In naher Zukünft möchten wir einige Produkte durch ein blendes Learning oder e-Learning erweitern. 

Hierfür suche ich eine Software und hoffe, dass ihr mir ein paar Tipps geben könnt. 

Man soll dort, ähnlich wie auf einer Internetseite, Links anklicken können. Sie muss auch eine Interaktivität haben, so dass der Endanwender das Projekt ein stückweit selbst steuern kann. Weiterhin soll man z.B. auch Fragbögen oder Quiz erstellen können.

Es sollen Videosequenzen eingespielt werden können und es soll auch eine Sprachunterstützung möglich sein. 

Ich habe mir vor ein paar Jahren mal Adobe Captivate heruntergeladen und einige Bildschirmabläufe dort generiert. Dieses Software war einfach anzuwenden und man konnte später einen Flashfilm generieren. Die neuere Version der Software kenne ich ich nicht. Wäre das ungefähr die Richtung, wo ich suchen könnte?

Was würdet ihr mir empfehlen?

Sollte ich im falschen Forum sein, bitte verschiebt mich in das richtige.


----------



## Markus Kolletzky (27. Juli 2010)

Hallo Luzie,

erstmal Glückwunsch zu dem Schritt, in Zukunft auf Blended Learning und eLearning setzen zu wollen! 
Für dein Anforderungsprofil ist Captivate sehr gut geeignet, da es alles Genannte erfüllt und darüber hinaus auch noch gut an die eigenen Bedürfnisse anpassbar ist. Ob es die neueste Version (hier habe ich etwas dazu geschrieben) sein muss, wage ich mal zu bezweifeln, denn mit der günstigeren 4er erzielst du die gleichen genannten Ergebnisse.

Ich könnte dir jetzt auch noch andere Produkte nennen, würde jedoch in jedem Fall Captivate bevorzugen.

Falls du noch weitere Fragen hast, meld dich einfach.

Viele Grüße,
Markus


----------



## akrite (28. Juli 2010)

...grundsätzlich ist Captivate gut geeignet, wenn Du nur vorgegebene Abläufe abspulen lassen willst. Möchtest Du hingegen etwas mehr Interaktivität nutze die Fähigkeiten von Captivate zusammen mit Flash oder gar Director. Viele Namhafte Hersteller von Lern-DVDs setzten/setzen auf Director.


----------



## Luzie (28. Juli 2010)

Morgen, 

erstmal vielen Dank für die Antworten. 

Also die Software müssten wir uns schon kaufen, in dem Falle würde ich auch die aktuellste Version nehmen, es kommt da jetzt nicht auf 100 Euro an. Ich arbeite seit Jahren mit Adobe Programmen (Acrobat prof., Dreamweaver, Photoshop cs4) und ich finde sie sehr bedinerfreundlich. Wenn Captivate das richtige wäre, würde ich mich schon freuen. Meine Captivate Demoversion war uralt und stammte (glaube ich) noch aus dem Hause Macromedia. 

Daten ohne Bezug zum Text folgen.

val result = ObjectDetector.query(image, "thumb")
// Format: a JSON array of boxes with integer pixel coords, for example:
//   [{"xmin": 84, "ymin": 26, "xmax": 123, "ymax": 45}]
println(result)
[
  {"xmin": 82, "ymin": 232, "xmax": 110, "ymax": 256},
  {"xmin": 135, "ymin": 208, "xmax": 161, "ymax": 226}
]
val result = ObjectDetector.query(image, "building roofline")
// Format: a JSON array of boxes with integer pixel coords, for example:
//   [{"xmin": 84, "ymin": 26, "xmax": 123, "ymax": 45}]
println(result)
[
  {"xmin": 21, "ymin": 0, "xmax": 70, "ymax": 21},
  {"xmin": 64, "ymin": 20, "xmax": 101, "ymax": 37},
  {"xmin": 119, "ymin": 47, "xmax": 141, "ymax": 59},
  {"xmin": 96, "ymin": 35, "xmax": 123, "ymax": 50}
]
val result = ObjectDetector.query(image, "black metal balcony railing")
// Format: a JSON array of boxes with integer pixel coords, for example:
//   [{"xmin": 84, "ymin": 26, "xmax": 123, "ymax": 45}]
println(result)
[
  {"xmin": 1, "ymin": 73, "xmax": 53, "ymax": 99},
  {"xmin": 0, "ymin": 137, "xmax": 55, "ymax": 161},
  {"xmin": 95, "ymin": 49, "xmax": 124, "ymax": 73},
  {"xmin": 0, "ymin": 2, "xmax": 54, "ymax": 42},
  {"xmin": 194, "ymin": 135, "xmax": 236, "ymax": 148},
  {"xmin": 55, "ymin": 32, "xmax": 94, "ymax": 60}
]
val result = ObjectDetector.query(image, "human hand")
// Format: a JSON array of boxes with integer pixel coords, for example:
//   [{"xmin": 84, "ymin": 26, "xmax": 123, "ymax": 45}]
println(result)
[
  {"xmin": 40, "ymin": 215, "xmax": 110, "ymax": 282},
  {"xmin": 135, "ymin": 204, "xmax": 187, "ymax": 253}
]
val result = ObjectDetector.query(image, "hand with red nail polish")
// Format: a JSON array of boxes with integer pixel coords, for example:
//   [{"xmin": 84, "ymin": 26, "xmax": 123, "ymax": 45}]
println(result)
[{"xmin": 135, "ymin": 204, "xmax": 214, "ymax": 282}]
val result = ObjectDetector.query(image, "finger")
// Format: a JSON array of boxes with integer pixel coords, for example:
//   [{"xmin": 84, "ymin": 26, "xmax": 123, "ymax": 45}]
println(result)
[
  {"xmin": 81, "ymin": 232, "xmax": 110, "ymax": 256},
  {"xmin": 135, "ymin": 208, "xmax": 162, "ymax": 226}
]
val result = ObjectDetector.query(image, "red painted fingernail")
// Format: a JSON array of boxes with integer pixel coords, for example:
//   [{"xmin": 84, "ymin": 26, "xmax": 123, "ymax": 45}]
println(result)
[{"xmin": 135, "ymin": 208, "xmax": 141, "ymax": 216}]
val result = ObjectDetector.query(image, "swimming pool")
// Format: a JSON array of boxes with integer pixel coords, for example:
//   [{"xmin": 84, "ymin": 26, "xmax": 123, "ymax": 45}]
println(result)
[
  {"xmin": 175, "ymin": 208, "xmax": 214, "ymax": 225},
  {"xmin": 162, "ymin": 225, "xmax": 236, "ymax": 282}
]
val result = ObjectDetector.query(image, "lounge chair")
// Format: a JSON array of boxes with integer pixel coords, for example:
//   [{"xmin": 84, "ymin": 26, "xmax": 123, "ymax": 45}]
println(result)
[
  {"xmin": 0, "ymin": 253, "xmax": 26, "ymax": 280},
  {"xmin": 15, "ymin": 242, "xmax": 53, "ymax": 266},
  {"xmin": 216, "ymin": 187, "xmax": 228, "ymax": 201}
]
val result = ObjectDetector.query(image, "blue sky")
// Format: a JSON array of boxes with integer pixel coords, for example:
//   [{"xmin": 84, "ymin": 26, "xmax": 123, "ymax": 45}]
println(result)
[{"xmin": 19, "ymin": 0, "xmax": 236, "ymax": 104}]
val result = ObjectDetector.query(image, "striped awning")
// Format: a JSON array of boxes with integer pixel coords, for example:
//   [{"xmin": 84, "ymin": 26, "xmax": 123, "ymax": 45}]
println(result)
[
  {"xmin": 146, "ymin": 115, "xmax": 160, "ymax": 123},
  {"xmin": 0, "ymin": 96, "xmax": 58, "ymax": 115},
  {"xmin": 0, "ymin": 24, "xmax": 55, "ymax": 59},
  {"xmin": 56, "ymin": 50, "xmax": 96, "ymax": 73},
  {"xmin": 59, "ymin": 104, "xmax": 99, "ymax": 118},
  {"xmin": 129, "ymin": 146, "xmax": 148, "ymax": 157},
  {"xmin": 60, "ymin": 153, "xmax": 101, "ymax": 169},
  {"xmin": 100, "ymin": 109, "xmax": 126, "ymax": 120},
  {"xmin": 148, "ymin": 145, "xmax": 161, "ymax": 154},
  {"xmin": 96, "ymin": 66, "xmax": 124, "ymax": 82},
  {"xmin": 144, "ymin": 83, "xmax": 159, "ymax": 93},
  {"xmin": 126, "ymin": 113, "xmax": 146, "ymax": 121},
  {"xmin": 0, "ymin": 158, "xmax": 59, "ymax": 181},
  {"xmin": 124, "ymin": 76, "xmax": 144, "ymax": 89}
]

Ich werde die Projekte mit einem Fachkollegen erstellen, weder er noch ich haben Ahnung von Director, ganz ehrlich, wenn ich mir jetzt in Richtigung Flash oder Director noch Kenntnisse aneignen müsste, wäre mir das zu viel. 

Die angeforderte Interaktivität beschränkt sich eigentlich auf das Ankreuzen von Checkboxen, wie bei einem Fragebogen. Oder man hat eine Reihe von Aussagen und zieht diese in entsprechende Textfelder etc.  Klickt man auf Submit, soll gesagt werden, "Hast Du gut gemacht, geh hier weiter" oder "da ist ein Fehler, das Thema musst Du aber noch vertiefen"... so in der Art. Der User soll selbst bestimmen, wie weit er in einer Sitzung kommen will, Ergebnisse sollen gespeichert werden und auch wieder gelöscht.

Wenn der User das Projekt am nächsten Tag wieder startet, soll er selbst bestimmen, ob er wieder von vorn anfängt, oder an der Stelle weitermacht, wo er gestern aufgehört hat. 

Wie ist das mit den Sprachsequenzen? Also der Kollege wird auch Abläufe sprechen. Kann dies das Programm auch oder bnötigt man noch eine separate Software? Im Blog ist nur vom Import die Rede gewesen. 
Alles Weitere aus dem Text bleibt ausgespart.